Must Your Child Owe Thousands After Graduation?
By Ric Edelman
Parents are privately borrowing more money for college today. Indeed, the most you can borrow from the federal government remains $35,125. As a result, parents and children are turning to private loans.
This can be financially devastating to the undergraduate, who is more likely to leave college with a massive amount of debt. Huge debt loads force graduates to seek higher-income jobs, limiting their career choices. It reduces their ability to choose public service, volunteerism, or to become a stay-at-home parent.
What can you do about these huge college expenses? Simple: Do whatever it takes to avoid them. Ask yourself if spending $80,000 to $150,000 is worth it, and whether you can afford it.

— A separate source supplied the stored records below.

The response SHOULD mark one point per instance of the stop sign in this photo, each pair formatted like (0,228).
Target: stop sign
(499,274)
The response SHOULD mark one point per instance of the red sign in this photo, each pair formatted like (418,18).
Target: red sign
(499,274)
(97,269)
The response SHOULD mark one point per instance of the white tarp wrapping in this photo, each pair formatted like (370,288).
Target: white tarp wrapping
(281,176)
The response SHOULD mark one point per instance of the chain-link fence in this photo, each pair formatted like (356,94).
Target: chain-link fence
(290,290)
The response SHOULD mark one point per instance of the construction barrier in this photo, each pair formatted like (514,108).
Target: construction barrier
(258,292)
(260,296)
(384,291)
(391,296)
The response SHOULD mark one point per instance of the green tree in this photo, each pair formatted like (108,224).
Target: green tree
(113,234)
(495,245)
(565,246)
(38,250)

I am not suggesting that you should not send your children to college. I merely ask you to consider if the higher-priced school is worth the extra expense. For many students, especially those who plan to enter fields that are not known for high remuneration, less expensive strategies should be considered, such as:
- attending part time while working;
- working before college, possibly with a company that offers tuition benefits as part of the compensation program;
- joining the military, which offers college benefits; or
- enrolling in a community college for the first two years, then transferring to a four-year school for the final two years. After all, most employers only ask about the degree, not whether you attended that school all four years.
Get creative, because you want to make sure to avoid a financial disaster with massive amounts of debt for either you now or your kids after they graduate.